Formula 1 is shoring up its post-pandemic accounts with the announcement of a lucrative 11-race deal in Doha, but can you have too much of a good thing?
This article originally appeared in The Phuket News.
Formula 1 is on the brink of completing a 22-round cross-continental campaign, and with this week’s confirmation of a brand-new race in Qatar, the path the chequered flag for this COVID-complicated season is finally clear.
The Losail circuit’s addition to the tour as a gap filler for cancelled races has long been rumoured, but the announcement went well beyond a single-race deal. After a year off in 2022 to host the FIFA World Cup, Qatar will return on a blockbuster 10-year race deal at a to-be-confirmed venue.
“We have shown that we can continue to adapt and there is huge interest in our sport and the hope from many locations to have a grand prix,” F1 CEO Stefano Domenicali said. “The huge effort from all the teams, F1 and the FIA has made it possible to deliver a 22-race calendar, something that is very impressive during a challenging year and something we can all be proud of.”
After the new-for-2021 Saudi Arabian Grand Prix and the established races in Bahrain and Abu Dhabi, Qatar will be the fourth championship round in the Middle East and representative of the sport’s deepening ties in the region. It now hosts more races than Asia, for which the sport’s interest has apparently cooled after the recent collapse of the Vietnamese Grand Prix and the earlier withdrawals of events in Malaysia, Korea and India.
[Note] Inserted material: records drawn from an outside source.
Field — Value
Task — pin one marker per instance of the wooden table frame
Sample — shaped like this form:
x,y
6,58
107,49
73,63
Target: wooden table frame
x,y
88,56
The sport clearly has an affinity for floodlit desert races and has long made peace with accusations it is allowing itself to be used as a vehicle for ‘sportwashing’ the human rights records of the governing regimes, but while these state-backed races in resource-rich nations may boost the bottom line, there are other costs to the funding injection.
Just days after Qatar’s confirmation, Domenicali hinted at some of the details of next season’s schedule, due for release after this weekend’s Turkish Grand Prix, the headline for which will be a record-breaking 23-race tour condensed into just eight months, from mid-March to mid-November.
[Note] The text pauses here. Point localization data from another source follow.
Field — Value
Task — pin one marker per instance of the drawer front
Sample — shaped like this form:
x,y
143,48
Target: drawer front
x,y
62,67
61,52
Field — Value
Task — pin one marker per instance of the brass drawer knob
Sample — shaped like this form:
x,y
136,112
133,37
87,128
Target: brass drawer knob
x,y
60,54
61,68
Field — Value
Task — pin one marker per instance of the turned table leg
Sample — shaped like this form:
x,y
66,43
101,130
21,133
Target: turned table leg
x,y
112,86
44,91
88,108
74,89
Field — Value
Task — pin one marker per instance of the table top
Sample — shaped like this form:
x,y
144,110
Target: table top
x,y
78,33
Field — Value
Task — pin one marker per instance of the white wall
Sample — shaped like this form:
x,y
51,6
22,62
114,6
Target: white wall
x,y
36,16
Subtracting the regulated three-week midyear break leaves just 33 weekends clear for an average of 2.7 races a month, an increasing number of which are far flung from the teams’ European bases.
The logistical gymnastics required will be immense. As per one leaked draft, a new grand prix in Miami will appear between rounds in China and Spain, Azerbaijan and Montreal will resume their unwieldy 9000-kilometre partnership, and Russia, Singapore and Japan will host one of three triple-headers, theirs a round trip of at least 35 hours by air.
It’s hardly congruous with Formula 1’s attempts to bolster its environmental credentials, the centrepiece of which is its 2030 net-zero carbon target.
And while next year’s November World Cup means the calendar will likely snap back to a more comfortably December conclusion in 2023, old desires to grow the calendar to 24 or 25 rounds — though recently played down by the sport — will have to be wrestled with.
But how many races is too many?
Formula 1 has historically been appointment viewing. The scarcity of races has meant each plays an important role in in the title, enhancing the entire campaign.
With two races every three weekends, the sport may lose the very element that helped it stand out in an increasingly cluttered sporting landscape. Events will become forgotten in a quagmire of races that struggle to coherently articulate a championship narrative.
Considering the effort required to stage a race — the unsung backroom team personnel work 12-plus-hour days six days per race, spending weeks at a time away from their families — the sport may find that more is less and less is more.
It might just be that F1 can have too much of a good thing.